A woman stands in front of a white door frame indoors. She wears a large, floppy black hat, black sun glasses and a white, medical face mask. She wears a light green cardigan over a green flower-print button up shirt.
Nancy A. Hansen dressed for an outing in January of 2022. (Courtesy: Nancy A. Hansen)



When COVID-19 reached the Inland Northwest, few people could have predicted how profoundly it would change their life. NWPB’s Rachel Sun interviewed local residents about how the pandemic affected them. This is the last of a four-part mini series. 

Nancy A. Hansen first became aware of the COVID-19 pandemic during a stop at a local thrift store, she said.

“Thrifters were wearing masks, and I thought, ‘Oh, that’s different.’ And then in a few days, I saw notices in the Tribune, and then, you know, very soon, we had such an outbreak,” she said. “I thought, ‘This is really serious.’”

Hansen had been on Social Security for a few years before the pandemic hit, she said. But COVID-19 made her more aware of her mortality.

“I really thought, ‘I’m in great health, and I could do so much and I’m strong, and I work out and you know, I’m gonna live 30 more years,’” she said. 

That that soon changed, she said. Even taking precautions such as masking and vaccines didn’t always guarantee safety. Some peers did both, she said, and still died of COVID-19.

“I’m a senior, very active senior, but it kind of really opened my eyes to my own mortality,” she said. 

Early in the pandemic, Hansen said she started being hyper-aware of the people around her because of that risk. She felt vulnerable, and she felt angry.

Over time, Hansen said she felt herself becoming more adaptive. She set her will in order, cleaned her home and learned how to do basic home repairs.

Her increased awareness of her mortality also made her more mindful, Hansen said, and appreciative of friends whom she reconnected with over social media.

“Some of them, we just became very close,” she said. “[We shared] paragraphs and paragraphs of what’s going on,” she said.

She also learned to be more patient than she had been in the past, Hansen said.
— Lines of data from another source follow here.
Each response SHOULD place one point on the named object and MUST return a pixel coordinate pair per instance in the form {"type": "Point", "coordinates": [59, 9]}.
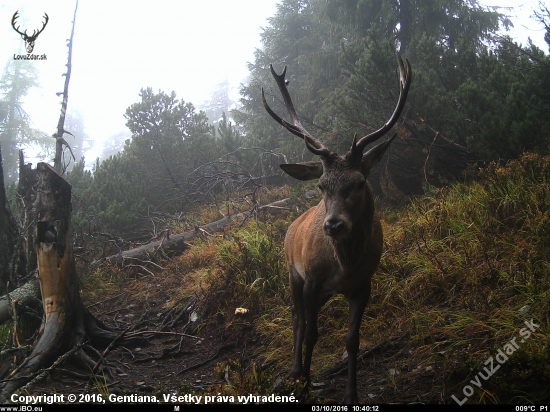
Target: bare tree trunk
{"type": "Point", "coordinates": [178, 242]}
{"type": "Point", "coordinates": [9, 263]}
{"type": "Point", "coordinates": [67, 323]}
{"type": "Point", "coordinates": [58, 281]}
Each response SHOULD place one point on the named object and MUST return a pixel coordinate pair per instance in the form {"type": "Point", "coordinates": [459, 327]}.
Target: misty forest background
{"type": "Point", "coordinates": [484, 96]}
{"type": "Point", "coordinates": [478, 101]}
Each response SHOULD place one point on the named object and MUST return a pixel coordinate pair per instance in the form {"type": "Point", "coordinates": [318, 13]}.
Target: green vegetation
{"type": "Point", "coordinates": [461, 273]}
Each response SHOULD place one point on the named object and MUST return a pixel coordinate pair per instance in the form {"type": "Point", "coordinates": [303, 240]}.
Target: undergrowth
{"type": "Point", "coordinates": [462, 271]}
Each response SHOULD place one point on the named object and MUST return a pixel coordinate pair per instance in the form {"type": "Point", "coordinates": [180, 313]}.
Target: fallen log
{"type": "Point", "coordinates": [179, 242]}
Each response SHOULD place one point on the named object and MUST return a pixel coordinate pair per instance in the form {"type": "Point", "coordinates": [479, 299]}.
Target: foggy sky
{"type": "Point", "coordinates": [120, 47]}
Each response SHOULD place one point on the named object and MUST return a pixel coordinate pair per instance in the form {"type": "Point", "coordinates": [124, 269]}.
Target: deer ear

She’s better equipped to deal with things that used to upset her more, such as aggressive drivers or a neighbor revving a car engine in the early morning.

“I’ve really become more spiritual,” she said. “Not necessarily religious, or dogma, but I’ve become more kind to myself and others.”

This report is made possible by the cooperative agreement with NWPB, the Lewiston Tribune and the Moscow-Pullman Daily News.